Evangelicals might be experiencing a trend of focusing on climate change, AIDS and poverty. When I was at Wheaton, there was a definite emphasis on these areas because Bono had just visited the campus and President Duane Litfin had just signed the Evangelical Climate Initiative. Those of us in the student newspaper office often joked about "chapeltisements," chapels that turned into an advertisement for whatever social justice group gave their spiel of the day. I also remember some students lamenting that there was just one limp week dedicated to raising money for pregnancy centers. Freedman just doesn't provide data or more examples of this surge we're supposed to be seeing that wasn't there before. Even speaking with a professor who has spent more than four years at Wheaton could strengthen his angle and provide examples of how students' emphasis has changed over the years.
Also, the story seems to completely ignore Wheaton's history. This is the same school that served as a stop on the Underground Railroad and sent out Jim Elliot and friends (the missionaries who were killed by the natives in Ecuador in 1956). Freedman and several other writers during the 2008 election seemed surprised see evangelicals are more globally and social justice oriented. That just doesn't seem new to me, especially given Wheaton's and evangelicals' longstanding emphasis on missions.
I also have a few quibbles with Freedman's word choice in places. Back to Liao, the Wheaton graduate whom Freedman focuses on, he writes that she has a hand in resettling 400 or so families each year.
... [T]here was little in the upbringing of these young evangelicals that made social justice the obvious career choice or theological focus. Ms. Liao is the daughter of a career Army officer who served in both Iraq wars. She was home-schooled for several years, and she cried the night Bill Clinton defeated Senator Bob Dole, a World War II veteran, to win his second term as president.

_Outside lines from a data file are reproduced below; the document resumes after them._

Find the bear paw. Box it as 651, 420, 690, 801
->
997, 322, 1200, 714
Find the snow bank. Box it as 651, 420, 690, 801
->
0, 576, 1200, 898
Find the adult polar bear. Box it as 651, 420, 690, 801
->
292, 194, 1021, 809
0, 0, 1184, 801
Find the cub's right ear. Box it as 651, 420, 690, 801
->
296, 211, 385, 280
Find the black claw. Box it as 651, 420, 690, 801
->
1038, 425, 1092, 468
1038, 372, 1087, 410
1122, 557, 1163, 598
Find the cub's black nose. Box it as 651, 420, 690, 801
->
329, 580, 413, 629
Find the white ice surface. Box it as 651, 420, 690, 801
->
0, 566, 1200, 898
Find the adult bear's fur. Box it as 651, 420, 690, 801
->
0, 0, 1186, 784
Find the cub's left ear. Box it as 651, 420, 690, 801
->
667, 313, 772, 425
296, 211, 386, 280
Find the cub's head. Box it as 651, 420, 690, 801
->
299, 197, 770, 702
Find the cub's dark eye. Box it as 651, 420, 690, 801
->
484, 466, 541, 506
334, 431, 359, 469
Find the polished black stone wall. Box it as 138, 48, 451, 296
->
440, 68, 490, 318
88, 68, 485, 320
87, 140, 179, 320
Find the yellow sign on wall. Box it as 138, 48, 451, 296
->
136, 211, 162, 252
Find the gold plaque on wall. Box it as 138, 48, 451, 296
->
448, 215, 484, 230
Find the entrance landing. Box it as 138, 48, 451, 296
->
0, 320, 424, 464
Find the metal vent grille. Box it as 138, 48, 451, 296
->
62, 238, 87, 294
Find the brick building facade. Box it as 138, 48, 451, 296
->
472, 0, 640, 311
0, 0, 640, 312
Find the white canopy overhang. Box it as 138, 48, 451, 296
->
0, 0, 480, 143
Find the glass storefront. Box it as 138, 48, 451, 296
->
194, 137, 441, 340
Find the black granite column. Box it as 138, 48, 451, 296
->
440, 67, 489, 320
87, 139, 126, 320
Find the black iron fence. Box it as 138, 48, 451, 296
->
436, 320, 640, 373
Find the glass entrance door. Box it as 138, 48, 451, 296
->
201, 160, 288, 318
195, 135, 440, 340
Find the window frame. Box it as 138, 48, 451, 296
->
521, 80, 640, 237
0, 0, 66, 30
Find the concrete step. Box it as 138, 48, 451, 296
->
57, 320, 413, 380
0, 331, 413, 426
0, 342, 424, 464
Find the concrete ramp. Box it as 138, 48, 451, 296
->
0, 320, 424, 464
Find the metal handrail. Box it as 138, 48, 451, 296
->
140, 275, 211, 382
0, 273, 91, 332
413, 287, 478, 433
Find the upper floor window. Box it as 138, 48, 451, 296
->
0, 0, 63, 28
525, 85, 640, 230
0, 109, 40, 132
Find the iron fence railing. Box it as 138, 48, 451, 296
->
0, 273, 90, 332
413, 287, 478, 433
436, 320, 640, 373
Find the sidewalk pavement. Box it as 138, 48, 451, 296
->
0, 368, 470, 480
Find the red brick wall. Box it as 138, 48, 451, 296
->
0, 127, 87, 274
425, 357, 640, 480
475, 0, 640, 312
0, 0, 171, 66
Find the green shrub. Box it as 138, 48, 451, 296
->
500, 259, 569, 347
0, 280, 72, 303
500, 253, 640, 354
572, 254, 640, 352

I think we could use a little more background here. How would Liao's military child upbringing, homeschooling or reaction to Clinton's election play into her theological focus? Instead, I'm interested in what kind of church she grew up in. For example, if she grew up in an Anabaptist or Reformed tradition, that could theologically impact how she would see Christians' involvement in the world. In other words, Freedman's description of her upbringing tells us more about her politically conservative family than her religious upbringing.
Coming to the United States from a military base in Germany to start college, Ms. Liao enrolled at Wheaton College, the alma mater of the Rev. Billy Graham and the center of a region of suburban Chicago known as the "evangelical Vatican."
I don't know anybody who calls Wheaton the "evangelical Vatican." By its very fragmented nature, there is no evangelical Vatican comparison. No one solitary group is making statements on behalf of evangelicalism, which is why you see lots of different heads of groups signing statements like the Manhattan Declaration. You also probably won't see statements like that coming directly from a place like Wheaton, which is more academically inclined than activist inclined because it's a college. I have heard Wheaton described as the "evangelical Mecca"--where evangelicals might tend to flock, but I thought Colorado Springs stole that title.
Overall, Freedman does a nice job of humanizing a trend he sees, but hopefully the next story on evangelical activism will provide proof that there's something there that wasn't there before.